Pagninus, Sanctes

, an Italian of great skill in Oriental languages and biblical learning, was born at Lucca in 1466, and afterwards became an ecclesiastic of the order of St. Dominic, and resided for the greater part of his life at Lyons. He was deeply and accurately skilled in the Latin, Greek, Hebrew, Chaldee, and Arabic tongues, but especially in the Hebrew. In the course of his studies he was led to conceive that the Vulgate translation of the Scriptures was either not by Jerome, or greatly corrupted; and he therefore undertook to make a new one, following Jerom only where he conceived that his version corresponded with the original. This design, so very soon after the restoration of letters, is calculated to give us a very high opinion of Pagninus’s courage and learning, and appeared in so favourable a light to pope Leo X. that he promised to furnish him with all necessary expences for completing the work; and he was likewise encouraged in his labours by the succeeding popes, Hadrian VI. and Clement VII. who licensed the printing of it. It appears, by a letter of Picus Mirandula to Pagninus, that he had spent twenty-five years upon this translation. It is the first modern translation of the Bible from the Hebrew text; and the Jews who read it affirmed, that it agreed entirely with the Hebrew, and was as faithful, and more exact than the ancient translations. The great fault of Pagninus was, that he adhered too closely and servilely to the original text; and this scrupulous attachment made his translation, says father Simon, “obscure, barbarous, and full of solecisms. He imagined, that, to make a faithful translation of the Scriptures, it was necessary to follow exactly the letter, according to the strictness of grammar. This, however, is quite contrary to his pretended exactness, because two languages seldom agree in their ways of | speaking; and therefore, instead of expressing the original in its proper purity, he defaces and robs it of its ornaments.” Father Simon, nevertheless, allows the great abilities and learning of Pagninus; and all the later commentators and translators of the Scriptures have agreed in giving him his just commendation. Huetius, though he seems to think father Simon’s criticism of him well grounded, yet makes no scruple to propose his manner as a model for all translators of the sacred books: “Scripture interpretandae rationibus utile nobis exemplar proposuit Sancius Pagninus.
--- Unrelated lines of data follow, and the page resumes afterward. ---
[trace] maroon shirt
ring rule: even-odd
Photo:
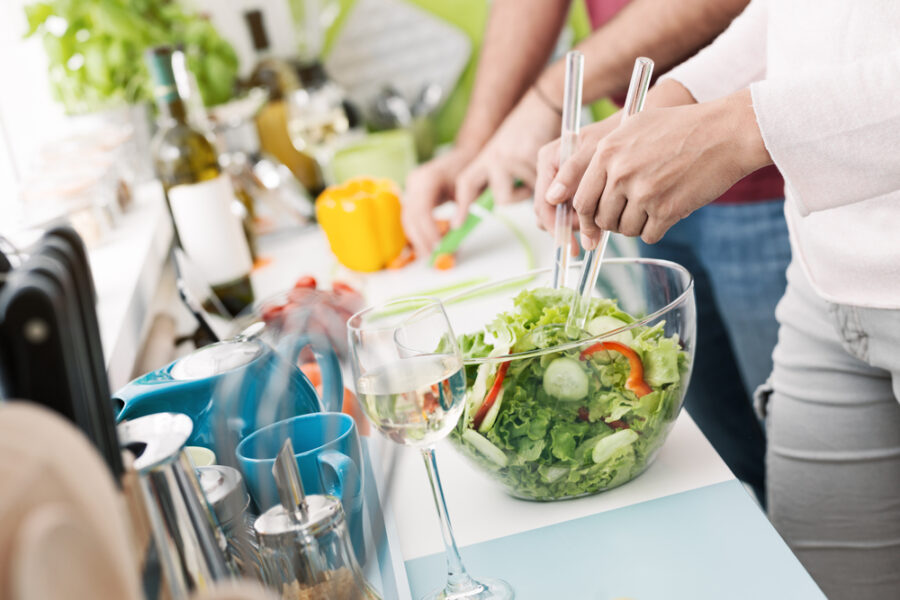
[[[598,28],[617,12],[622,10],[629,0],[585,0],[591,23]],[[657,73],[661,75],[661,73]],[[621,104],[621,102],[619,102]],[[784,197],[784,180],[775,165],[763,167],[755,173],[744,177],[722,194],[716,203],[740,204],[746,202],[762,202]]]

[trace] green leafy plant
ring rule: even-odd
[[[26,5],[40,35],[55,98],[84,113],[152,98],[144,51],[184,44],[207,105],[232,97],[237,55],[212,24],[171,0],[44,0]]]

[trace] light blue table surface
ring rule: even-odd
[[[820,600],[825,595],[737,481],[461,549],[517,600]],[[412,597],[446,577],[443,554],[406,562]]]

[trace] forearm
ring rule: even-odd
[[[722,98],[766,76],[768,1],[753,0],[728,29],[669,71],[697,102]]]
[[[458,148],[481,148],[534,82],[550,58],[569,1],[493,2]]]
[[[701,127],[723,143],[725,152],[741,176],[772,164],[763,142],[762,132],[753,108],[750,89],[745,88],[716,100],[699,103],[691,92],[674,79],[660,81],[647,94],[646,108],[672,108],[694,105]]]
[[[582,42],[584,100],[593,102],[628,88],[634,59],[648,56],[661,74],[711,42],[748,0],[633,0]],[[541,75],[541,90],[562,106],[565,67],[554,63]]]

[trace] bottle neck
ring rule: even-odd
[[[254,55],[256,58],[256,64],[259,64],[272,58],[272,48],[270,48],[269,46],[255,48]]]
[[[168,46],[154,48],[147,54],[147,64],[153,78],[153,95],[163,117],[177,123],[187,123],[187,107],[178,93],[172,54]]]
[[[297,76],[305,88],[320,88],[328,81],[325,67],[318,60],[304,63],[297,68]]]
[[[263,14],[260,10],[251,10],[244,13],[244,20],[250,31],[250,40],[253,42],[253,50],[256,52],[257,62],[271,58],[272,48],[269,45],[269,35],[263,23]]]
[[[187,107],[177,93],[175,93],[174,97],[171,98],[157,97],[156,105],[159,107],[159,114],[165,120],[174,121],[179,124],[187,123]]]

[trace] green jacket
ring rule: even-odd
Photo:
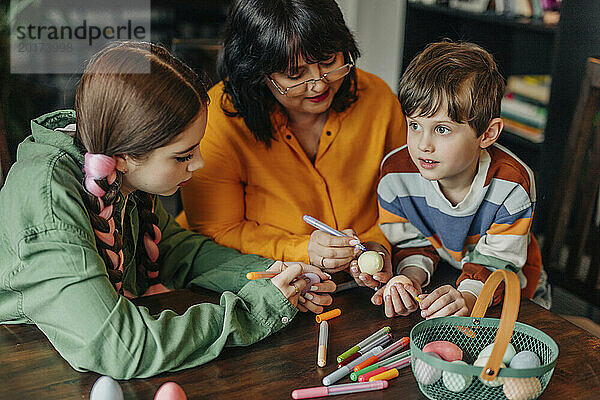
[[[224,292],[220,304],[150,315],[119,296],[82,200],[83,154],[69,135],[53,130],[74,122],[71,110],[33,120],[0,190],[0,323],[36,324],[76,370],[128,379],[206,363],[223,347],[255,343],[296,315],[270,280],[245,279],[272,260],[182,229],[158,199],[161,282]],[[121,227],[122,205],[121,198],[115,223],[123,234],[123,285],[141,294],[148,284],[133,258],[143,245],[136,243],[138,211],[130,196]]]

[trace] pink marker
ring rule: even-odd
[[[373,381],[362,383],[347,383],[345,385],[319,386],[306,389],[296,389],[292,392],[292,398],[312,399],[314,397],[335,396],[336,394],[370,392],[373,390],[386,389],[387,387],[387,381]]]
He afterwards translated the “New Testament” from the Greek, and dedicated it to pope Clement VII. It was printed with the former at Lyons in 1528. He was also the author of an “Hebrew Lexicon and an Hebrew Grammar; which Buxtorf, who calls him” Vir linguarum Orientalium peritissimus," made great use of in compiling his. He died in 1536, aged seventy. Saxius places his birth in 1471, and his death in 1541. Though he appears. to have lived and died a bigoted Catholic, Luther spoke of him, and his translations, in terms of the highest applause. 1

1 Moreri in Sanctes. Le Long Bibl. Sacra.